I'm reminded  of what  a leading Ahmedabad based artist-activist wrote in a national daily, in the backdrop of the situation in Gujarat, “In Gujarat people are so terrified that they are silent. They are to be made voiceless. How does it matter how rich you are if you are voiceless!"

Bakery Barbarism, as it’s called, was one of the most gruesome incidents of the burning of human beings, alive, at that once-upon-a-time bakery in Gujarat, which for reasons best known to the proprietors was called ‘Best’. And, in the summer of 2003, when the national news reported the acquittal of the accused in the carnage, the restlessness I felt, made me write this piece I reproduce below (published in The Indian Express – July 9, 2003):

“It’s not always for the best. First the burning of live human beings at that once-upon-a-time bakery tucked away in Gujarat, which for reasons best known to the proprietors was called “Best”. And now the acquittal of the culprits - all those who actually charred to death not one but several human beings, a majority of them with Muslim names. Though I am not from Gujarat, the incident and the verdict have left yet another scar on my psyche. I am a middle-aged Indian Muslim and the communal frenzy, the divide and rule (misrule?), the policy of the establishment has begun to strike a nerve as never before. It is not anger that I feel, but acute helplessness and insecurity. There’s a bakery where I often stop by to pick up a fresh loaf of bread. Just yesterday as I walked past their huge oven, I couldn’t suppress a shudder. What if?... I know, and perhaps we all know, that there are biases at play. The divide and rule policy is bringing about divisions not just in psyches but in people’s attitudes. Even textbooks are rewritten to this end, dulling the senses and desensitizing us to hideous crimes. Human carnage and the side-lining of the minorities, it seems, do not matter. In fact, last fortnight I interviewed Ahmedabad’s mayor, Aneesa Mirza. When I asked her about the effect of the Gujarat riots on her, she simply closed her eyes and said: ‘Please don’t mention those riots... most gruesome where human beings were burnt alive... Though I’d witnessed several riots, nothing was as gruesome as these riots of Gujarat.’ What’s scary is that as a people we are not reacting. As though the Muslim’s or Christian’s flesh and blood is different, as though they can’t feel pain, torture and discrimination. And again, what upsets me more are the dual policies and double-speak of all the politicians. It’s not just a matter of the Best Bakery verdict but the overwhelming sense of insecurity and humiliation that the average man and woman from any of the minority groups has begun to feel. As though he or she has to give an explanation for every act, as though he or she has to sound apologetic or go about proving himself or herself.”

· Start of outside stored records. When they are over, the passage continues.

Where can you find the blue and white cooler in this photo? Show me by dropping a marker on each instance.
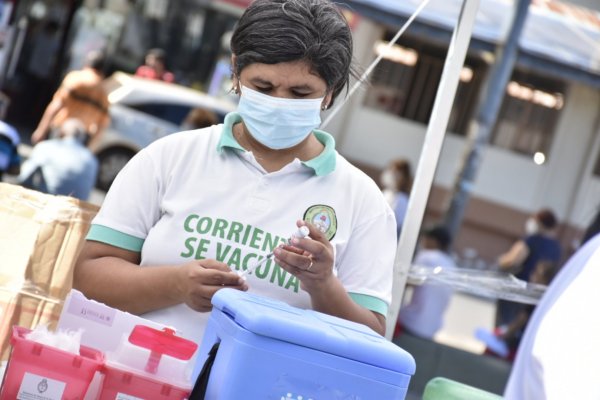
(259, 348)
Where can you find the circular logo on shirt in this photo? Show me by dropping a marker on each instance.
(323, 217)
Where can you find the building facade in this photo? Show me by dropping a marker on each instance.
(544, 150)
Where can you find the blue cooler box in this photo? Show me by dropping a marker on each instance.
(270, 350)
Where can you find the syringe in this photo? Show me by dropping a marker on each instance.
(302, 232)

Why weren’t political parties in opposition to the ruling government, then, able to expose the over hyped propaganda surrounding development in Gujarat? Activists point out that although Gujarat has been projected as the number one state in governance, the State has failed to reduce poverty, or curb rampant corruption. And it has also not been able to provide the poor and disadvantaged sections quality education, housing and better wages.

Gujarat’s development theory has another dark side. Many Muslim families of Ahmedabad have been forced, compelled to reside in a ghetto Juhapura. Ask why and the answer one gets is this: “Because the well ‘developed’ areas in Ahmedabad are not safe for us Muslim citizens. Hindutva goons attack if we reside in any of the Hindu residential colonies situated in those developed areas! Police is with them. Where’s the choice we have but to live in Juhapura… it’s a slum or call it a ghetto!”

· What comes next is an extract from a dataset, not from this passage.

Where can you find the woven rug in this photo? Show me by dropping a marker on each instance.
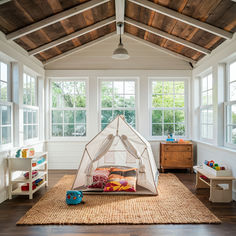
(175, 204)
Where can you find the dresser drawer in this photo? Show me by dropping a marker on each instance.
(178, 148)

Today I am leaving you with Shruti Sareen’s  verse from Amity Peace Poems (Hawakal Publishers): Cocooned/You lie enclosed in your cocoon/And I sleep oblivious in mine./Neighbours,/We live as strangers./Only the whispering wind brushes/Us together, and we touch, at times./Stray insects that crawl over you/Crawl over me too./When the cocoons burst, we will/Recognize, we will realise/That we are sisters born/Of the same butterfly?